President Biden’s domestic technology seizure plan
Last month, the Biden administration released a radical proposal that—if finalized—would decimate American innovation across the most important areas of technology.
The proposal would alter how government agencies interpret the Bayh-Dole Act, a 1980 law spearheaded by Sens. Birch Bayh (D-Ind.) and Bob Dole (R-Kan.) that catalyzed an economic and technological revolution. It did so by giving universities the ability to license their researchers’ inventions and discoveries, even if those researchers had received federal grants. This incentivized universities to partner with private-sector firms willing to invest the capital needed to bring new technologies to market.
Bayh-Dole’s impact on American innovation cannot be overstated.
Larry Page and Sergey Brin cited funding from the National Science Foundation in the patent application for their first search algorithm, which they then licensed from Stanford to launch Google. Our phones and computers are packed with patented technologies that originated in university labs and were backed by federal research grants. Many advances in quantum computing and artificial intelligence inventions are subject to Bayh-Dole. In medicine, patients worldwide owe a debt of gratitude to Bayh-Dole for the once-a-day HIV pill, mRNA vaccines, immunotherapies, and so much more.
The Biden administration effectively now wants to nationalize all these inventions, telling its various agencies to “march in” and take over privately-held patents if bureaucrats at the agency determine a number of ambiguous factors are met, such as if a price is “not reasonable” or if bigger companies could bring the product to market more quickly. This contravenes the plain text of the law and runs counter to the explicit intent of Bayh-Dole’s authors and 43 years of bipartisan consensus on the issue.
The White House claims such action would reduce drug prices. But its proposal extends far beyond drugs, and will stifle investment in climate change, sustainable agriculture, advanced computing, energy, medicines and all other technologies that benefit millions across the globe.
Drugs may be the immediate target, but the framework is technology-agnostic.
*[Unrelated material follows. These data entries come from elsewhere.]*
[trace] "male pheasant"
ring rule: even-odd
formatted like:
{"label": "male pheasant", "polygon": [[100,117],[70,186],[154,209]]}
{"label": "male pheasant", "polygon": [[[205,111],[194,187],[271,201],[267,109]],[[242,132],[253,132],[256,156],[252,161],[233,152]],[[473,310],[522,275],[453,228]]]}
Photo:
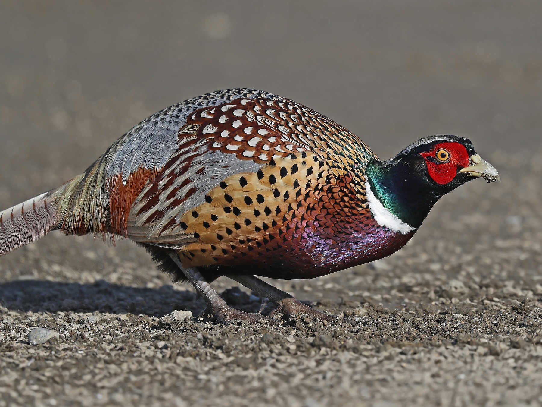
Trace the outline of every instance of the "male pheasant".
{"label": "male pheasant", "polygon": [[111,233],[189,280],[222,322],[210,285],[227,276],[287,314],[320,313],[254,276],[311,278],[403,247],[444,194],[499,181],[472,143],[433,136],[380,161],[358,137],[292,100],[218,91],[157,113],[83,174],[0,213],[0,255],[49,231]]}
The administration’s own examples of when march-in might be considered include technologies ranging from water purification to safety communication tools.
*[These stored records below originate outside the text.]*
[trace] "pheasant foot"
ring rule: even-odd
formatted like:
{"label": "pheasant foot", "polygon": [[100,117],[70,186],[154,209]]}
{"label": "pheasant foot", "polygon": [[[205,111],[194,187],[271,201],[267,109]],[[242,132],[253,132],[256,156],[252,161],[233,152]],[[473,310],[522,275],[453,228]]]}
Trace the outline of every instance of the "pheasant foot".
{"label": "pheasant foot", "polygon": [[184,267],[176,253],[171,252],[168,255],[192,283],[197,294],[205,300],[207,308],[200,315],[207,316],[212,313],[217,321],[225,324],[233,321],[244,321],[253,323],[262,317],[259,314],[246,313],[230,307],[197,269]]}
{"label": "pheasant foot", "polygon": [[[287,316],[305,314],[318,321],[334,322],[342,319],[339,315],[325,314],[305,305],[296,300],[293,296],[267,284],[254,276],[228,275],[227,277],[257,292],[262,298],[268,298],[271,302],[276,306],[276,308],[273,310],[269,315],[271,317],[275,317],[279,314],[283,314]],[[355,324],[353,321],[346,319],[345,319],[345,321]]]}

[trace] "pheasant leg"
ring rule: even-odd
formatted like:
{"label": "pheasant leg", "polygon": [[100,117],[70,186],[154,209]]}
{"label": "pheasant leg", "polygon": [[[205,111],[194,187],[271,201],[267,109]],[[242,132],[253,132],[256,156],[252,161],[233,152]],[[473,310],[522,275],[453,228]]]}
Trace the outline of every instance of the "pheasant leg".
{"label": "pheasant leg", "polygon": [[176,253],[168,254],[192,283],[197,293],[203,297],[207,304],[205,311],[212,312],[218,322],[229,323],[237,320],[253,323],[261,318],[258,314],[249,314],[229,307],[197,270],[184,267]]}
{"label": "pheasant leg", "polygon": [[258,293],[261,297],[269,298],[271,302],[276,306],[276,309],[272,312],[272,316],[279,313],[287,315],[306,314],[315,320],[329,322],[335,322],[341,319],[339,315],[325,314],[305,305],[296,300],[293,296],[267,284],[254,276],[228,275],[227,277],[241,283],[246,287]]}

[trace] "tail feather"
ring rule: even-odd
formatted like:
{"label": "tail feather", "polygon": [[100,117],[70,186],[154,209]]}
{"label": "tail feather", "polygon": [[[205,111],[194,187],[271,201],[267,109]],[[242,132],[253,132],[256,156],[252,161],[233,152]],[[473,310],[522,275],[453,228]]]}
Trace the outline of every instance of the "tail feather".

The government is thus inviting march-in petitions on every patented technology that benefited from even modest federal grants. The consequences could be catastrophic.
Before Bayh-Dole, government agencies retained the patent rights on inventions backed by their dollars—and rarely granted exclusive licenses. By 1980, the federal government possessed nearly 30,000 patents—and licensed fewer than 5 percent for commercial development.
“Contaminated by government funding” was a common refrain when potential commercial partners took interest in university discoveries, only to back out after learning about the government’s ownership of the underlying IP.
In the late 1970s, Sen. Birch Bayh understood this was impeding American innovation. Without exclusive patent rights, investors were understandably unwilling to shoulder the tremendous cost of trying to bring nascent technologies to the market.
The Bayh-Dole Act changed all that. As The Economist wrote in 2002, “[it] unlocked all the inventions and discoveries that had been made in laboratories throughout the United States with the help of taxpayers’ money … [helping] reverse America’s precipitous slide into industrial irrelevance.”
The law has proven so successful that most developed nations have instituted their own versions.
Anti-patent activists have long taken issue with the Bayh-Dole Act, convinced that reverting to non-exclusive, royalty-free licenses on government-backed inventions would deliver cheaper products without any impact on innovation—despite 43 years of evidence to the contrary.
In particular, activists have argued that the government can march in on high-priced drugs because the developers have failed to satisfy the law’s requirement that “the invention is being utilized and that its benefits are . . . available to the public on reasonable terms.”
This argument relies on a tortured reading of the law. Nowhere does the plain text specify price as a trigger for march-in—and the authors of the law, Sens. Bayh and Dole, stated that “Bayh-Dole did not intend that government set prices on resulting products.” All administrations, of both parties, have refused to march in on any product and for any reason since the law was passed in 1980. Until now.
The White House would like the American public to believe that this framework is about taking on Big Pharma. Don’t be fooled; it takes control of patents owned by universities (and their licensees, mostly start-ups) in virtually all areas of technology. It does the same with any and all IP backed by federal dollars, including those that would take funds under the recent CHIPS Act, meant to increase semiconductor innovation in the United States. What company would take such funds if the government can then appropriate its patents?
The administration’s proposal is legally unsupportable and ill-conceived. Adopting it would destroy investors’ incentives to license federally-funded research—and will thus stifle American innovation.
David Kappos served as the undersecretary of Commerce for intellectual property and director of the United States Patent and Trademark Office from 2009 to 2013 under President Obama. Andrei Iancu served as the undersecretary of Commerce for intellectual property and director of the U.S. Patent and Trademark Office from 2018 to 2021 under President Trump. Both serve as board co-chairs of the Council for Innovation Promotion.